BREAKING: Manafort’s Attorneys’ Improper Redactions Reveal Interesting Information
Earlier today, it was reported that Paul Manafort’s attorney appeared to miss a deadline for a filing in the special counsel’s case against their client.
Later, however, it was discovered that Manafort’s legal team did in fact file their response, but did so under seal so that it was unobtainable by the public.
Now, the response has been unsealed, but Manafort’s attorneys left a large part of it redacted. However, in redacting the document, they did not do it correctly, as the digital copy of the document, as seen below still contains the redacted document. If you simply highlight the blacked out portions of the text and then copy and paste it into another text file, you can see exactly what has been redacted.

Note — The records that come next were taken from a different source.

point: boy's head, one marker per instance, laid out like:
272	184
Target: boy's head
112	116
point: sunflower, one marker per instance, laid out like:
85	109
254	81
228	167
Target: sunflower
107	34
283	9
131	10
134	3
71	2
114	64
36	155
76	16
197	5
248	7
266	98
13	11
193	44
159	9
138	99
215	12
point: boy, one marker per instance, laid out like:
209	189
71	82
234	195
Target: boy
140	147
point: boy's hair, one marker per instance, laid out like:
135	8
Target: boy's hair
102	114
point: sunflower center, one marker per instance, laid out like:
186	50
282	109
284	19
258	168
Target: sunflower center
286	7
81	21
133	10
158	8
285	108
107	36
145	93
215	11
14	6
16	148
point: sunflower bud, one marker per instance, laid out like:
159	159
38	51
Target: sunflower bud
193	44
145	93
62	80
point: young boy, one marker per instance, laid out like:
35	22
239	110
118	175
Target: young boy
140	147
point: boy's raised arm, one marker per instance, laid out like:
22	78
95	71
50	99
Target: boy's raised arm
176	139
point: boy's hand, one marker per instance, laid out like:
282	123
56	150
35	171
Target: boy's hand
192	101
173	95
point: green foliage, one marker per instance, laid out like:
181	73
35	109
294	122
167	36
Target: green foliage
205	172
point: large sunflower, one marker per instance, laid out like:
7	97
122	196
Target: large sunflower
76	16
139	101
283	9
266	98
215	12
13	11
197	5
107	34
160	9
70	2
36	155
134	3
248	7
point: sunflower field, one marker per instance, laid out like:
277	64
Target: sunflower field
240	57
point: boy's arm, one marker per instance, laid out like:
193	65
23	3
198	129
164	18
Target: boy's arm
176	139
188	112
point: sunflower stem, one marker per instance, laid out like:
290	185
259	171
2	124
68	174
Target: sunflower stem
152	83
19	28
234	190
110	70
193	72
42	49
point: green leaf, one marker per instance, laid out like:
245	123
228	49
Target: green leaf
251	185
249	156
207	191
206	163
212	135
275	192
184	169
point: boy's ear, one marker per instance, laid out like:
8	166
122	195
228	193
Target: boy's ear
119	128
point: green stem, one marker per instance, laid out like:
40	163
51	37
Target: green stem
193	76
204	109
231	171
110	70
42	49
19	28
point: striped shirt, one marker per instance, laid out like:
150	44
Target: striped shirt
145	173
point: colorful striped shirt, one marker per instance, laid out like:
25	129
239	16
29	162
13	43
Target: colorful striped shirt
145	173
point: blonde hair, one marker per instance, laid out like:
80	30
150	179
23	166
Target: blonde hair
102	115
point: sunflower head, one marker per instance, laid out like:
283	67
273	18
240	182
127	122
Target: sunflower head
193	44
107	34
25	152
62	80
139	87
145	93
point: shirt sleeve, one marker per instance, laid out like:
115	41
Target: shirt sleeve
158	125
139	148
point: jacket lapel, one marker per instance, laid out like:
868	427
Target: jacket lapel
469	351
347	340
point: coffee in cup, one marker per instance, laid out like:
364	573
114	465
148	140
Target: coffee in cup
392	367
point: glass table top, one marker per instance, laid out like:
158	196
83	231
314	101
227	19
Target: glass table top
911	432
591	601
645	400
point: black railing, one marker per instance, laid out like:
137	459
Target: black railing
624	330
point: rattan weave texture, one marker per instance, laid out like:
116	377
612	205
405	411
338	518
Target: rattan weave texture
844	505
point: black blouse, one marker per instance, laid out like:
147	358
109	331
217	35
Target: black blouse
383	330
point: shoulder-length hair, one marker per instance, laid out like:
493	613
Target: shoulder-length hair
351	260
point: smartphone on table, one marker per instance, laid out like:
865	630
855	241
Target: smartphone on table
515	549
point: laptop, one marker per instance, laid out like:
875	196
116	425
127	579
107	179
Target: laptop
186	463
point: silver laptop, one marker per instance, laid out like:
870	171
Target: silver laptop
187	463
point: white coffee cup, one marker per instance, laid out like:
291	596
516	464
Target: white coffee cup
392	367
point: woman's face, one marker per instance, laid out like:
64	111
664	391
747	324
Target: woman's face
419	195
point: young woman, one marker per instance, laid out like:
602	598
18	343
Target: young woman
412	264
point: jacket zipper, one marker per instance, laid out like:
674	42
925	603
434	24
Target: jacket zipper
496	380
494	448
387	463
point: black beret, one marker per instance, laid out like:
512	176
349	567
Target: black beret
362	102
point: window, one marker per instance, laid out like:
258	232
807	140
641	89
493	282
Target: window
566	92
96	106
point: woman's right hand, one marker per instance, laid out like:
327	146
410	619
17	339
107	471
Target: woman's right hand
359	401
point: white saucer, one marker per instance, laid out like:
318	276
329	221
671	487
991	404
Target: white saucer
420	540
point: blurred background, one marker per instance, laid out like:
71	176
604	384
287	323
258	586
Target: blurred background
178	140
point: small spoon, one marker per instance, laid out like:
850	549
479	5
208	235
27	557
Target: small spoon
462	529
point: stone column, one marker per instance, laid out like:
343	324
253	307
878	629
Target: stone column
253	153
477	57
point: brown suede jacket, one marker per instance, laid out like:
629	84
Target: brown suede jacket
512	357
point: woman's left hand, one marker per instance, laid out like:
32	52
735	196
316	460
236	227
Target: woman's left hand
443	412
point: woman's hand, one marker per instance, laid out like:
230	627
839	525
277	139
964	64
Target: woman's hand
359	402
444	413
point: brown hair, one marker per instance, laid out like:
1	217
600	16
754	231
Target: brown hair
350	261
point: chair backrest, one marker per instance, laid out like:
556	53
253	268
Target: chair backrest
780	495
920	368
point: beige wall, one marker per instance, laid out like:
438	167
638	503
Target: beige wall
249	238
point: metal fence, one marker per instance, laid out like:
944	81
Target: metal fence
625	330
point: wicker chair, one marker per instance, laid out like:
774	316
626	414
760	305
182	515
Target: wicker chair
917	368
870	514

Below is a copy of the redacted version and under it is the text that has been redacted. :Manafort-20190108-Dc
Redaction #1 (See, e.g., Doc. 460 at 5 (After being shown documents, Mr. Manafort “conceded” that he discussed or may have discussed a Ukraine peace plan with Mr. Kilimnik on more than one occasion); id. at 6 (After being told that Mr. Kilimnik had traveled to Madrid on the same day that Mr. Manafort was in Madrid, Mr. Manafort “acknowledged” that he and Mr. Kilimnik met while they were both in Madrid)).
Redaction #2 In fact, during a proffer meeting held with the Special Counsel on September 11, 2018, Mr. Manafort explained to the Government attorneys and investigators that he would have given the Ukrainian peace plan more thought, had the issue not been raised during the period he was engaged with work related to the presidential campaign. Issues and communications related to Ukrainian political events simply were not at the forefront of Mr. Manafort’s mind during the period at issue and it is not surprising at all that Mr. Manafort was unable to recall specific details prior to having his recollection refreshed. The same is true with regard to the Government’s allegation that Mr. Manafort lied about sharing polling data with Mr. Kilimnik related to the 2016 presidential campaign. (See Doc. 460 at 6).

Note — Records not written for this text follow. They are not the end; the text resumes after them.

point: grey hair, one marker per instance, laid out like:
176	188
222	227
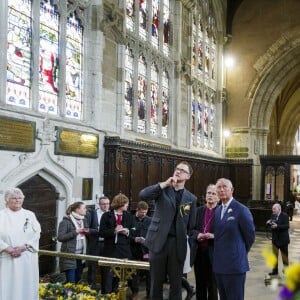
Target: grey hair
13	192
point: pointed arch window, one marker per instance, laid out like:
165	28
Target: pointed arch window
18	53
56	90
147	72
203	64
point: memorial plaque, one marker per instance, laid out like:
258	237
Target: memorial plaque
17	135
87	188
76	143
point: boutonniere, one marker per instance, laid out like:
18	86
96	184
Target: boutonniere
184	209
28	223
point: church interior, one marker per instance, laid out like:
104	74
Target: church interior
99	97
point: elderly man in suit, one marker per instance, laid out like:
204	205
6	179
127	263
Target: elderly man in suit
234	235
95	242
280	225
174	216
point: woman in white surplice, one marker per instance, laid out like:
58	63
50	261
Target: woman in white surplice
19	242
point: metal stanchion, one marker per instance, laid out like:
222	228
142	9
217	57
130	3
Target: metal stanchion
123	268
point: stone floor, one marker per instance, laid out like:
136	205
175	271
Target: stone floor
255	282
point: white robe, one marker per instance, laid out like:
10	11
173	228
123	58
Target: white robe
19	277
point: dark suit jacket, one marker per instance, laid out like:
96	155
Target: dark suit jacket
93	235
121	249
280	234
193	238
234	236
140	230
164	214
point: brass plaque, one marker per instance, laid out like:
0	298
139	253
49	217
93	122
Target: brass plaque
76	143
17	135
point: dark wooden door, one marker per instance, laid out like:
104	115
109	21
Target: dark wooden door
40	197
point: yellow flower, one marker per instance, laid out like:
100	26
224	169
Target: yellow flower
292	279
270	257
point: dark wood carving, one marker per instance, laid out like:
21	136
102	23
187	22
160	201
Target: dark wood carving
130	166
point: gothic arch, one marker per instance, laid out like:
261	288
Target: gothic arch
279	65
47	168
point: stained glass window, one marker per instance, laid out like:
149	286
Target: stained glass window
148	72
128	89
48	60
73	68
142	93
204	60
18	53
154	100
130	14
165	104
35	54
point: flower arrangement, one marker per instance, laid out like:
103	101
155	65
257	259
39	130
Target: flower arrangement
290	285
69	291
184	209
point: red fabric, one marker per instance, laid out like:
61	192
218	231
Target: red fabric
119	219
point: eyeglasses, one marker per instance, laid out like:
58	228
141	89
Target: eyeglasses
182	171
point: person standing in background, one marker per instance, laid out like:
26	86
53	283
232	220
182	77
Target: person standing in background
95	242
72	232
280	225
115	228
174	216
19	244
203	247
139	251
234	235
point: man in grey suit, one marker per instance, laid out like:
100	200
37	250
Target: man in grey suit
174	216
234	236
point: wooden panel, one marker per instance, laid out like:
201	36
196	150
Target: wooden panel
40	197
151	164
138	177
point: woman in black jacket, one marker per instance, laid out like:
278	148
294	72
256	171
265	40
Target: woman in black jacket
115	227
71	233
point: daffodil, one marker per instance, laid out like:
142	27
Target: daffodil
270	257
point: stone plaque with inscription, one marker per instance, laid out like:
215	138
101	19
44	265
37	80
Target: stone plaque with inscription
17	135
76	143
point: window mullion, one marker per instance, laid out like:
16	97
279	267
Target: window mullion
62	65
35	56
3	54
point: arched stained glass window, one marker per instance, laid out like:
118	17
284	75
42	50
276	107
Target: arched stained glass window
130	14
49	59
165	104
154	100
18	53
73	68
128	89
147	72
204	61
36	54
143	17
142	93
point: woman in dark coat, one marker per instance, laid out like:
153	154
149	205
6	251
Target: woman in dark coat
115	226
71	233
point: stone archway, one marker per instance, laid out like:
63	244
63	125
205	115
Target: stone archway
275	70
41	197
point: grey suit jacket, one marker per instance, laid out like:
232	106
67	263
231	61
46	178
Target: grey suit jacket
164	214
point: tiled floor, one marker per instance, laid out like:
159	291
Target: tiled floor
255	282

Redaction #3 The Government has indicated that Mr. Manafort’s statements about this payment are inconsistent with those of others, but the defense has not received any witness statements to support this contention.
Redaction #4 The first alleged misstatement identified in the Special Counsel’s submission (regarding a text exchange on May 26, 2018) related to a text message from a third-party asking permission to use Mr. Manafort’s name as an introduction in the event the third-party met the President. This does not constitute outreach by Mr. Manafort to the President. The second example identified by the Special Counsel is hearsay purportedly offered by an undisclosed third party and the defense has not been provided with the statement (or any witness statements that form the basis for alleging intentional falsehoods).